You know what I currently desire? Well I'll tell you..My head has been so full of information and spiritual experience over the passed week - and this is wonderful and I keep wanting to learn more and more - but with all this constantly circulating through my head over the passed week I currently desire - relief! Just some down time to shut my mind off and go into auto-pilot, act silly, move my body around, relax in a way sleep doesn't bring.
I'm thristing more and more to learn more about all I've been looking into, I mean I really do. I am even thinking about going to a course in college where I can learn more on a professional level.
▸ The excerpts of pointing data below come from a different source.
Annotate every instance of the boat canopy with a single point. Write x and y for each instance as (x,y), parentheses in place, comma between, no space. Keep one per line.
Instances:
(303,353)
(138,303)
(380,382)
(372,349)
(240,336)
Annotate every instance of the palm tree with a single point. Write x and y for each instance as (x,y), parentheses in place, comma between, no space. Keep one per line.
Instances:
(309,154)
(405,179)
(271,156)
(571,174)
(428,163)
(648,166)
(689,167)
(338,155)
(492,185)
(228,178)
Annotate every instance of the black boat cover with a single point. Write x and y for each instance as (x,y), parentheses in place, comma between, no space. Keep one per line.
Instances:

Anyway...I may share more of this later, but as of right now...ugh...I just want to close my mind off for a little while and just...have fun! I wanna dance and laugh and be silly...I need a break from my intellectual pursuit.
Tomorrow night my girl and I...are goin' out! You know how long I've been wanting to 'go out?' 8th grade. Since 8th grade I have been wanting to hit up a club and dance and maybe meet some people, but mostly I just want to go out, feel attractice while NOT being behind a mic, and have fun. I have been waiting forever! Now Nadia is FINALLY old enough and she's all "Egh" about it and I'm like "Dude! It's partly your fault I've been waiting this long!" No one wants to go out alone. I am 23 and have yet to step foot in a club. I have yet to hit a dance floor save typical high school dance floors. I have yet to experience what it's really like for someone my age to 'hit the town' or whatever.
Anyway...I'm single. I am single, I'm awesome, and I'm cool. B-) I wanna get out there.